The remake of The Wolfman was first announced in 2006. In the four years that passed before the movie made its way onto out screens, film suffered delays and setbacks at almost every turn. The main effect this has on the film is on it’s tone. What could have been a delightful gothic horror film, along the lines of Interview with the Vampire became confused. Since the film was announced we have been inundated with the romantic sort of horror. Stephenie Meyer, True Blood and The Vampire Diaries, I am looking at you. For this reason, it seems that an almost wholly unnecessary romance between Lawrence and his grieving sister-in-law, Gwen (Emily Blunt) has been thrown into the plot. It also seems that a whole lot of blood and guts were sprinkled through the film, to try and bring in the gore fans.
Another problem with the movie is the criminal underuse of most of it’s actors. The film centres around Del Toro, and he performs well enough in a role that wants him to brood and be monosyllabic.

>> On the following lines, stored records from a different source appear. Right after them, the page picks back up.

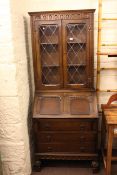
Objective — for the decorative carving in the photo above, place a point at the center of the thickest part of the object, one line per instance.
(55, 16)
(66, 157)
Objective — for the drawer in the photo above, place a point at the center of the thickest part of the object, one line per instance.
(65, 147)
(65, 124)
(44, 137)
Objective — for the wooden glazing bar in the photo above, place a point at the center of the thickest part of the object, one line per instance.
(107, 53)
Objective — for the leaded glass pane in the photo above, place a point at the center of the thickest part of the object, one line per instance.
(49, 53)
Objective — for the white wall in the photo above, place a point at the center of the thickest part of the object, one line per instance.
(14, 90)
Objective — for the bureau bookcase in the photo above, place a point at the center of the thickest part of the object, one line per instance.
(65, 118)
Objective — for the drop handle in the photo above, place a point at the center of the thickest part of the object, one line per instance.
(82, 127)
(82, 149)
(48, 138)
(49, 148)
(82, 138)
(47, 126)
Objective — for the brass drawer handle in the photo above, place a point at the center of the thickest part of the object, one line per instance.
(48, 138)
(47, 126)
(82, 138)
(82, 149)
(49, 148)
(82, 127)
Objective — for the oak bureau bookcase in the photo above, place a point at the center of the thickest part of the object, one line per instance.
(65, 118)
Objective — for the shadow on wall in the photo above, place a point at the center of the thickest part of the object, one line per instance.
(31, 87)
(1, 173)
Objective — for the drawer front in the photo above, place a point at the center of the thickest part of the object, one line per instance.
(62, 147)
(49, 137)
(66, 124)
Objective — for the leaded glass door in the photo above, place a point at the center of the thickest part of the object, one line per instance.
(76, 53)
(49, 58)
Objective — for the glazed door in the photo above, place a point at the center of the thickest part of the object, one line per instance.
(76, 53)
(48, 58)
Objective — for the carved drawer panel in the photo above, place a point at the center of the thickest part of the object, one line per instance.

The other actors, Anthony Hopkins, Emily Blunt and Hugo Weaving, are seen very little on screen, causing one to wonder why such well known names were cast in such tiny and unchallenging roles.
That said, however, there are some redeeming moments in the film. The chases through the gypsy camp and, later, the streets of London are great set pieces that show off the look of the film. Another great moment is Lawrence’s transformation in the asylum. He is paraded in front of arrogant doctors who believe him to be insane. When the full moon is revealed, that all changes. A proper scare, well executed.
These moments are not enough to save the film, however, and while Del Toro delivers as the Wolfman, we all knew he could do it anyway and his performance does not surprise us.
Overall, a mediocre film that could have used it’s cast and story a whole lot better. Disappointing.